Pasé la mano puesta de perfil, como un cuchillo, por el surco que recorría la espalda de Elia. Pensé al hacerlo que cortaba la carne prieta de la hembra y que rompía una a una las vértebras de su columna. Pero no pretendía con ello darle muerte sino, bien al contrario, que vibrase con nuevos acordes su vida.

Me parecía la espalda de Elia una cordillera poderosa y joven, nacida hacía poco del choque telúrico entre una magmática lujuria roja y una inasible espirtualidad azulada. Al pasar por los espacios de su accidentada pero suave orografía, ésta me respondía con temblores y erizamientos de piel, con suaves gemidos y ayes emitidos desde la boca de aquel cuerpo volcánico. Y así, una vez y otra, puesta en una posición y cambiada luego a otra, mi mano se paseaba insistente por aquella espalda, cultivándola y sembrándola de deseo.

Penetré finalmente en el agujero de su culo porque así me lo pidió y así se me ofreció. Su coño encharcado recibió al tiempo otra verga también muy deseada. Así, doblemente entrada, era como Elia conseguía disfrutar de sus mejores orgasmos y así era también como podía llevarnos a sus amantes a tocar casi el cielo, arrastrándonos con fuerza cósmica dentro de su huracanado torbellino de estallidos y de descargas brutales y convirtiéndonos en lava encendida del interior de la Tierra o en átomos fusionándose dentro del Sol.

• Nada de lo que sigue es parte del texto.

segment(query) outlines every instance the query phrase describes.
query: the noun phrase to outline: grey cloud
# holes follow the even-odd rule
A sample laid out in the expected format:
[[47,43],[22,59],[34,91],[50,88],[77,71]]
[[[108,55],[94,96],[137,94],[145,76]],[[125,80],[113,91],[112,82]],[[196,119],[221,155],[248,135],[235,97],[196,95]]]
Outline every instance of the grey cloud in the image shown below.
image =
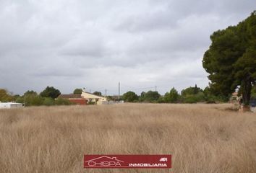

La sacerdotisa Elia, se hacía llamar y la llamaban, porque ofrecía sacrificios continuados a su travieso dios del sexo y porque no quería otra cosa sino gozar y hacer gozar. Y seguramente más lo segundo que lo primero. “Soy bella y bestialmente lasciva. El sexo es para mi un alimento sagrado, pero de lo que más disfruto es de darme y de que los demás disfruten de mis dones”, así me habló Elia un día.